Alfabetização
Forma de obter acesso ao
conhecimento acumulado pelo homem por meio da escrita, a
alfabetização é um dos grandes problemas com que se defrontam
os países menos desenvolvidos, em função do crescimento
demográfico.
Alfabetização é a maneira de
se transmitir o domínio sobre o conjunto de signos que compõem
o código lingüístico escrito (o alfabeto), a fim de que por
meio desse código o indivíduo se comunique, seja pela emissão
da mensagem (escrita) ou por sua recepção (leitura). Para ser
alfabetizado não basta aprender a desenhar o nome, é preciso
saber utilizar-se com desembaraço da leitura e da escrita no
cotidiano.
Entre os diversos métodos
empregados para a alfabetização, alguns remontam a milênios e
outros são recentes e bastante inovadores. Os principais
métodos são o sintético, que parte da letra e da sílaba para a
palavra (soletração), e o analítico, que parte de frases
inteiras e as decompõe nos elementos constitutivos, as
palavras. Ambos são largamente utilizados e um não exclui o
outro. Em geral, a alfabetização ocorre na infância, depois
que a criança já conseguiu dominar determinadas funções,
processos mentais e motores. Os jardins de infância e
estabelecimentos semelhantes destinam-se a estimular esse
desenvolvimento, através de atividades lúdicas, música e
dança. Em seguida, esse processo é aperfeiçoado pelo ensino
formal, ministrado em escolas e colégios.
Alfabetização de adultos. Por
diversas razões, é muito grande o número de pessoas que não
tiveram acesso ao ensino escolar na fase da infância.

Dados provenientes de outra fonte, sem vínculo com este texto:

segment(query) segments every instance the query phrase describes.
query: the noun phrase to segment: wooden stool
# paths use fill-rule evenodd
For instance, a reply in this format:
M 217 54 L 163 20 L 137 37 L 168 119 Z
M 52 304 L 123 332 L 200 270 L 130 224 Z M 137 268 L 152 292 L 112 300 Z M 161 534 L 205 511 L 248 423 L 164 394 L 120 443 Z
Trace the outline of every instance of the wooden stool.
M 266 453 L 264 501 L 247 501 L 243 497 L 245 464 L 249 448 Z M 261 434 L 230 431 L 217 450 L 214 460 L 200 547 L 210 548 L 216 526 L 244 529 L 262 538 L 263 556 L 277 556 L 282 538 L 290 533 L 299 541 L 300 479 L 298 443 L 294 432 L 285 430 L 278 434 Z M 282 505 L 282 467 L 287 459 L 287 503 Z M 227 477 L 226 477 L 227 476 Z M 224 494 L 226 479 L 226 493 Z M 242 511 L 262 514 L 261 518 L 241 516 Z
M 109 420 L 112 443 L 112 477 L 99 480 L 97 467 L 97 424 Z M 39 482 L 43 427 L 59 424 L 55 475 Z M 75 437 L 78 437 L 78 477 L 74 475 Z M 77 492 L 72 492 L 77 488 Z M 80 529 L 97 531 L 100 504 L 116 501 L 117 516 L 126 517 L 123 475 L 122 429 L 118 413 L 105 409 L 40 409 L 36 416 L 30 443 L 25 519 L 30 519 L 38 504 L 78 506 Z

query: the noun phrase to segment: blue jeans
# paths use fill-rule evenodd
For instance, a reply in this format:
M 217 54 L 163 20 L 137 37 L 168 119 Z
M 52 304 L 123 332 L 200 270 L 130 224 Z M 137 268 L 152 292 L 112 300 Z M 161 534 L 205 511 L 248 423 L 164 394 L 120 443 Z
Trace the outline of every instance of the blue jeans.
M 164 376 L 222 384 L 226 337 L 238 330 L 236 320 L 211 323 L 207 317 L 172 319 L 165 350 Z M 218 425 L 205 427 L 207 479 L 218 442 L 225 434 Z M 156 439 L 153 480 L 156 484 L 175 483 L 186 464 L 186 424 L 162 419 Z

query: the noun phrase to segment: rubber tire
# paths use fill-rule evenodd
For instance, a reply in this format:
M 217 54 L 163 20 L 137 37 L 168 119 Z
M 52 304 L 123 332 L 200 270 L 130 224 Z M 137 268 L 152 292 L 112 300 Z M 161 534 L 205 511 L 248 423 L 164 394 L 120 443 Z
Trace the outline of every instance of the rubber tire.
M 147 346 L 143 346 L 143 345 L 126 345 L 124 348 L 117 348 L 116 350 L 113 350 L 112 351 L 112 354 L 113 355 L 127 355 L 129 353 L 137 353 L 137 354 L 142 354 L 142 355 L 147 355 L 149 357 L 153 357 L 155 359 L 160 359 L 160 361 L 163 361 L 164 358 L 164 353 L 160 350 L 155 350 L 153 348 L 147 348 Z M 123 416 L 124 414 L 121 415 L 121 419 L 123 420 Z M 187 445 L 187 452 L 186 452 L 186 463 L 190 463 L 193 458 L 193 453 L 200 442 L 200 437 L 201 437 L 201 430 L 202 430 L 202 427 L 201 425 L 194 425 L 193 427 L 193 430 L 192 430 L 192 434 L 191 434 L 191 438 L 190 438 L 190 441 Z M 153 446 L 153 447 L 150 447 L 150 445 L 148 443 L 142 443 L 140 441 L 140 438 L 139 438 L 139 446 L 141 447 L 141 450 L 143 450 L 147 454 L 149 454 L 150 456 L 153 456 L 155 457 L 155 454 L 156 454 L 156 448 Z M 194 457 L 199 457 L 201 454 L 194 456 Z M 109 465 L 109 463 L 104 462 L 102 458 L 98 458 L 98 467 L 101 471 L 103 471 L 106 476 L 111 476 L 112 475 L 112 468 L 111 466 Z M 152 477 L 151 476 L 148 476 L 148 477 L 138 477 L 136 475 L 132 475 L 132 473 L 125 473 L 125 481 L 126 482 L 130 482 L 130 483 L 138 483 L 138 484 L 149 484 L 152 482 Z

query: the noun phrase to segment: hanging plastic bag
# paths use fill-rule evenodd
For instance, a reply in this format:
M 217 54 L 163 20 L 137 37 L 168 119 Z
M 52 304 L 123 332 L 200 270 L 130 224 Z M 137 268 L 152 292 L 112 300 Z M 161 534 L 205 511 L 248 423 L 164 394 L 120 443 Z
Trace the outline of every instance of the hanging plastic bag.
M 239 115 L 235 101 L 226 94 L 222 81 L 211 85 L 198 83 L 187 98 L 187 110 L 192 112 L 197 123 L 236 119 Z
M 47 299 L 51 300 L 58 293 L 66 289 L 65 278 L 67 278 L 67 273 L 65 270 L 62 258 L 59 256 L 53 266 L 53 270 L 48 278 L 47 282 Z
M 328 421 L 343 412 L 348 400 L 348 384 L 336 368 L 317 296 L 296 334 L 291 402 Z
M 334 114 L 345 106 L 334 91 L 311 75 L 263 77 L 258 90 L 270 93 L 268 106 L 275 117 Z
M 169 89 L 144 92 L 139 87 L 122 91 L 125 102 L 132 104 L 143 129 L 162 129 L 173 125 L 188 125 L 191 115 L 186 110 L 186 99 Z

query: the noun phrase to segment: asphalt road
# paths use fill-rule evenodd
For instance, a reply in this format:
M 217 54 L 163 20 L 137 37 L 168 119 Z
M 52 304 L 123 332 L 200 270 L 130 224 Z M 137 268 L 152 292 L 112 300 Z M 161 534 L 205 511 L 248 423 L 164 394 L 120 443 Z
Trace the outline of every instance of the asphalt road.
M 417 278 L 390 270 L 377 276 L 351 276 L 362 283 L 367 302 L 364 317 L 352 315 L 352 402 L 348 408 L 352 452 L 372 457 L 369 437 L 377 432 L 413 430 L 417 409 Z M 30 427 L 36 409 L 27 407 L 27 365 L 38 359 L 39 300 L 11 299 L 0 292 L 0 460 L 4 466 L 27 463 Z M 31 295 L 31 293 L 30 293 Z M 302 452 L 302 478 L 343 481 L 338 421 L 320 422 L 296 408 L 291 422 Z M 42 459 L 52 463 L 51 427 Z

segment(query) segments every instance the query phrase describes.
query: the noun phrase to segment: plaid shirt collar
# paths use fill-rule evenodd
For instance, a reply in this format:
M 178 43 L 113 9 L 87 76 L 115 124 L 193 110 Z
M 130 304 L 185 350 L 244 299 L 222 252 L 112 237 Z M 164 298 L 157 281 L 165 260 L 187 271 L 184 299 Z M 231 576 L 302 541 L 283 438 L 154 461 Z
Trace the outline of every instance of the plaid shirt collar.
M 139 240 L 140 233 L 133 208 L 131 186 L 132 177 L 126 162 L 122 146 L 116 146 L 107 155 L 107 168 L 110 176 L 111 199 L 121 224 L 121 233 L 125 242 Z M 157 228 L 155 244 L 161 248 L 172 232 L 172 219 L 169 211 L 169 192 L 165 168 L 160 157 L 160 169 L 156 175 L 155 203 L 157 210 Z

Em quase
todo o mundo elas formam um enorme contingente de analfabetos,
que se vêem privados da participação plena nas possibilidades
culturais oferecidas pela sociedade em que vivem. Esse
problema é mais premente nos países menos desenvolvidos, pois
não têm condições de estabelecer uma rede de ensino que atenda
a suas populações. O problema agrava-se devido ao crescimento
demográfico contínuo e acelerado que se verifica nesses
países. Os países desenvolvidos, além de terem estabelecido,
há muito tempo, uma rede de ensino eficiente, têm índices de
crescimento demográfico baixos, estáveis ou até negativos.
A preocupação com o combate
do analfabetismo tem levado muitos países a empreenderem
campanhas maciças de alfabetização. A princípio, os resultados
mostram-se bastante animadores.
No entanto, quando cessa o
empenho inicial e os alfabetizadores deixam a região, a
população local retorna a um estado de analfabetismo prático.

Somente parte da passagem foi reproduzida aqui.